We have an application that needs to connect to the same pod based on the client ip. This application uses 3 different ports. We have an application gateway that exposes the public IP with a load balancer.
*IPs are for illustrative purposes only
We've tried running an nginx ingress LoadBalancer type service in our cluster with the following configuration (the IPs are the backend service pod IPs):
stream {
upstream app1 {
zone app1 256k;
hash $remote_addr consistent;
server 10.200.1.50:56000;
server 10.200.2.10:56000;
server 10.200.3.15:56000;
server 10.200.4.20:56000;
}
server {
listen 56000;
proxy_pass app1;
}
upstream app2 {
zone app2 256k;
hash $remote_addr consistent;
server 10.200.1.50:56002;
server 10.200.2.10:56002;
server 10.200.3.15:56002;
server 10.200.4.20:56002;
}
server {
listen 56002;
proxy_pass app2;
}
upstream app3 {
zone app3 256k;
hash $remote_addr consistent;
server 10.200.1.50:56001;
server 10.200.2.10:56001;
server 10.200.3.15:56001;
server 10.200.4.20:56001;
}
server {
listen 56001;
proxy_pass app3;
}
}
The hashes for each upstream are unfortunately different though (most likely due to the differing server+port combos), so we are unable to route traffic from the same client ip on different ports to the same pod. And the reason why we have separate upstream groups is because the incoming port needs to be the same port of the receiving server.

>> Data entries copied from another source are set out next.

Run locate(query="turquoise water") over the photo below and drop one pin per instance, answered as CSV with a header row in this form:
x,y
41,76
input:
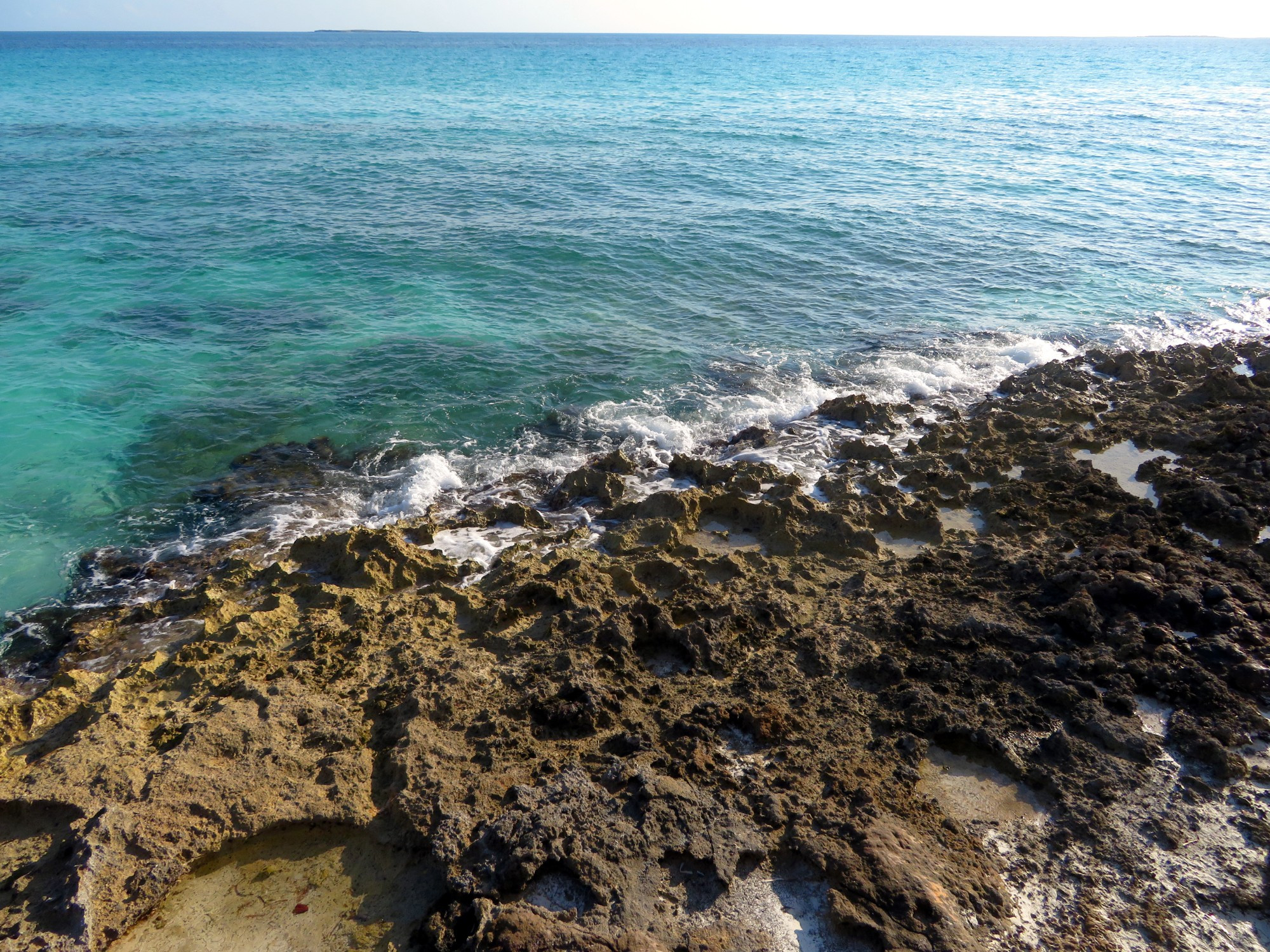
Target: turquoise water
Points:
x,y
512,249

We've then tried to route the traffic on the nginx controller to the cluster ip of the backend service, with ClientIP affinity set on the receiving service:
stream {
server {
listen 56001;
proxy_pass 10.0.5.44:56001;
}
server {
listen 56000;
proxy_pass 10.0.5.44:56000;
}
server {
listen 56002;
proxy_pass 10.0.5.44:56002;
}
}
At present the correct client IP is seen on the nginx controller but when it is proxied off to the cluster ip it is replaced with the nginx pod ip. That's a separate problem. For now the IP address should be the same regardless of the remote client, however, ClientIP affinity does not appear to be working as traffic is being spread across the pods. I am unsure what we've done wrong with the configuration to cause this.
The backend service configuration:
kind: Service apiVersion: v1 metadata: name: camserver-svc namespace: camera uid: fb973598-908b-4b15-95f5-02582f965757 resourceVersion: "24990840" creationTimestamp: "2023-04-27T08:17:41Z" labels: app.kubernetes.io/instance: appserver app.kubernetes.io/managed-by: Helm app.kubernetes.io/name: appserver app.kubernetes.io/version: 1.16.0 helm.sh/chart: camserver-0.1.0 annotations: meta.helm.sh/release-name: appserver meta.helm.sh/release-namespace: app managedFields: - manager: helm operation: Update apiVersion: v1 time: "2023-04-27T08:17:41Z" fieldsType: FieldsV1 fieldsV1: f:metadata: f:annotations: .: {} f:meta.helm.sh/release-name: {} f:meta.helm.sh/release-namespace: {} f:labels: .: {} f:app.kubernetes.io/instance: {} f:app.kubernetes.io/managed-by: {} f:app.kubernetes.io/name: {} f:app.kubernetes.io/version: {} f:helm.sh/chart: {} f:spec: f:ports: .: {} k:{"port":56000,"protocol":"TCP"}: .: {} f:name: {} f:port: {} f:protocol: {} f:targetPort: {} k:{"port":56001,"protocol":"TCP"}: .: {} f:name: {} f:port: {} f:protocol: {} f:targetPort: {} k:{"port":56002,"protocol":"TCP"}: .: {} f:name: {} f:port: {} f:protocol: {} f:targetPort: {} f:selector: {} f:type: {} - manager: Mozilla operation: Update apiVersion: v1 time: "2023-06-21T05:59:16Z" fieldsType: FieldsV1 fieldsV1: f:spec: f:internalTrafficPolicy: {} f:sessionAffinity: {} f:sessionAffinityConfig: .: {} f:clientIP: .: {} f:timeoutSeconds: {} spec: ports: - name: app1 protocol: TCP port: 56000 targetPort: 56000 - name: app2 protocol: TCP port: 56002 targetPort: 56002 - name: app3 protocol: TCP port: 56001 targetPort: 56001 selector: app: camserver clusterIP: 10.0.0.4 clusterIPs: - 10.0.0.4 type: ClusterIP sessionAffinity: ClientIP sessionAffinityConfig: clientIP: timeoutSeconds: 10800 ipFamilies: - IPv4 ipFamilyPolicy: SingleStack internalTrafficPolicy: Cluster status: loadBalancer: {}
The health of the nodes seem fine.
Any input would be greatly appreciated. If there is a way to debug the scheduling of how/why pods are being selected, please let me know. Or if there is an alternative approach to this please indicate how to accomplish this.